Reynolds, daughter of a steelworker and granddaughter of a Marine, downplays the significance of her gender, of course:

“We’ve been at war for 10 years with this generation of Marines,” Reynolds said. “We’ve seen women do a whole lot of things between the war in Iraq and the current war in Afghanistan. The fact that I’m sitting here making sure that we continue to put out the best young Marines is just a matter of it being 2011.”

HamtonRoads.com, however, notes that her position is the latest item in a couple-year-long trend of the role of women in the US military becoming more like the role of men in leaps and bounds.

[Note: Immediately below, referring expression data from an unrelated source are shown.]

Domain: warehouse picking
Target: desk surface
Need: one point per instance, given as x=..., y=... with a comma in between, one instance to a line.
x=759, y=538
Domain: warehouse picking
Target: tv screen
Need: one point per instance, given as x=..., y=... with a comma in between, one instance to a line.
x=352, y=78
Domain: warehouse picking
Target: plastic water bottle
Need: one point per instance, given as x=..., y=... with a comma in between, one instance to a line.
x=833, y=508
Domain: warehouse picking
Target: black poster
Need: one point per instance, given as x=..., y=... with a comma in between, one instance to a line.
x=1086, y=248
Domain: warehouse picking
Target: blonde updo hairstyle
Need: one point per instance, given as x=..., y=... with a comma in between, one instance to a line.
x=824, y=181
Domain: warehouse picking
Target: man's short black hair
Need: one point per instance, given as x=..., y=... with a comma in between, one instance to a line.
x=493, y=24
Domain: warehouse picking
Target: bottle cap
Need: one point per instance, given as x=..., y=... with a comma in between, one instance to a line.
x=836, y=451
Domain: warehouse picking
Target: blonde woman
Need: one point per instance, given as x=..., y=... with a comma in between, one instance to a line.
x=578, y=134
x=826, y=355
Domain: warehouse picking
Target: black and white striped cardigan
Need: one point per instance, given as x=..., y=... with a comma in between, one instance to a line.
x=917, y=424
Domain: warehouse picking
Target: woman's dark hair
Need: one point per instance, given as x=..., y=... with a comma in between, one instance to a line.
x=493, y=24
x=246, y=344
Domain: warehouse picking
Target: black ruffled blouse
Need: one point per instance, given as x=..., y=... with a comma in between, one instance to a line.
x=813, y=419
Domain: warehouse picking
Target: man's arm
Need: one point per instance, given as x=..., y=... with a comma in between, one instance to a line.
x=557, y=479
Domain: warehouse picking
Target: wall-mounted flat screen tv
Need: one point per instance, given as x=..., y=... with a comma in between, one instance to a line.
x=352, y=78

Last year, the Navy announced that it will permit women to serve on submarines for the first time. Last month, the head of the military’s Special Operations Command said he favors allowing women to join the elite Navy SEALs, the epitome of highly trained warriors.

In March, a congressional commission recommended that a long-standing ban on women serving in ground-combat units be overturned as part of a broader effort to bring greater diversity to the armed forces, particularly in the officer ranks.

Separately, Congress has directed the Pentagon to review its 1994 policy that prohibits women from serving in units whose primary mission is “direct” ground combat, such as artillery, infantry and tank companies. The Defense Department was originally scheduled to respond with a report in April but has pushed back the delivery date to October.

The reality on the ground, however, is that women are taking on combat missions anyway, thanks to policies that permit them to serve in support units in war zones.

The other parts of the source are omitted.